Today we take a look at the precipitation data of 7 stations spread across the state to see what changes have been happening. Used here are the data from the Japan Meteorology Agency (JMA) that cover the last 33 years.

Data: JMA.

As we can see, there has been no trend over the past 30 years. Variability also appears unchanged. California has always been a state characterized by alternating periods of drought and rainfall influenced by oceanic cycles like ENSO. The data show everything is within the normal range.

The real trend is the massive increase in media climate ambulance chasing where every anomaly gets hyped into something much more than it really is.

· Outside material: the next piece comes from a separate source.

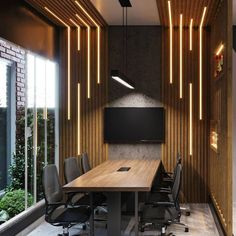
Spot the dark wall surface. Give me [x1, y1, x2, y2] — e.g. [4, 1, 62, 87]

10 responses to “Analysis Of 7 California Stations Shows No Precipitation Trend Change”

  1. Ron Clutz

    Here’s the whole US since 1895, courtesy of NOAA. No apparent trend in drought or flooding.
    https://i0.wp.com/edberry.com/SiteDocs/Christy11.jpg

    1. Yonason

      I can’t spot the Dust Bowl in that data. I prefer the Palmer Drought Index.
      https://realclimatescience.com/2015/11/a-drought-of-steinbeck/

      There it seems a lot clearer to me.

  2. John F. Hultquist

    Eureka is both north and west of San Diego. It is the north distance just over 900 km. of importance for climate. It rains more up there.
    Eureka is at 40.8° N. while San Diego is at 32.7°N.

    1998 was a serious El Niño year for California. The Fresno airport spiked that year (if I’m reading the chart correctly), but has a low average.

  3. don from OZ

    Similar stories abound here in Australia.
    We are damned if we do and damned if we don’t

  4. sasquatch

    The bristlecone pine tree ‘Methuselah’ is 4800+ years old, the Redwoods grow to be 2000+ years old, they have been around before then, for sure, so California’s climate has been stable from at least 3000 BCE to now.

    The coastal redwoods drink the morning mist arriving from the Pacific Ocean. Incredibly big trees, I stood on the stump of a redwood that was easily sixteen feet in diameter.

    Here’s how climate change happens in a New York minute:

    Chicxulub impact

    “The site, situated in the continental Hell Creek Formation in southwestern North Dakota (Fig. 1), displays inland directed flow indicators and holds a mixture of Late Cretaceous marine and continental biota, implying that its emplacement is related to sudden onshore inundation surges. A suite of ejecta
    types, including ejecta spherules preserved within the deposit sediments (captured by the gills of fish entombed within the deposit and preserved as unaltered glassy spherules embedded in amber), indicate that deposition occurred shortly after a major bolide impact. Unaltered impact-melt glass exhibits a clear geochemical and geochronological link with the Chicxulub impact. A well-defined cap of iridium-bearing, fine-grained impactite tonstein directly overlying the deposit provides a well-constrained chronology—that is, after impact but before the finest ejecta settled—that can provide a detailed record of conditions shortly after the impact.”

    The study was published a few days ago on April 1st.

    What you call catastrophic astrogenic climate change, add in catastrophic astrogenic planet change to boot.

  5. Sean

    Do you have JMA data that goes back at least 60 years? Given California’s sensitivity to the 60 year PDO I think you want a complete cycle (or two). California like Australia has a feast or famine climate when it comes to precipitation. But it has a regularity that allow infrastructure to be built to balance floods and droughts. What’s different is the politics where infrastructure restrictions are being used prevent development resulting in exorbitant rents and housing costs. The new governor had to declare a state of emergency just so they could do forest maintenance and management that had been routine up to the 1990’s. It only took nearly a hundred fatalities in a single fire to cut through the regulatory thicket, promoted by environmentalists and anti development advocates. The lack of pushback on the emergency declaration suggests people realize restrictions have gone too far.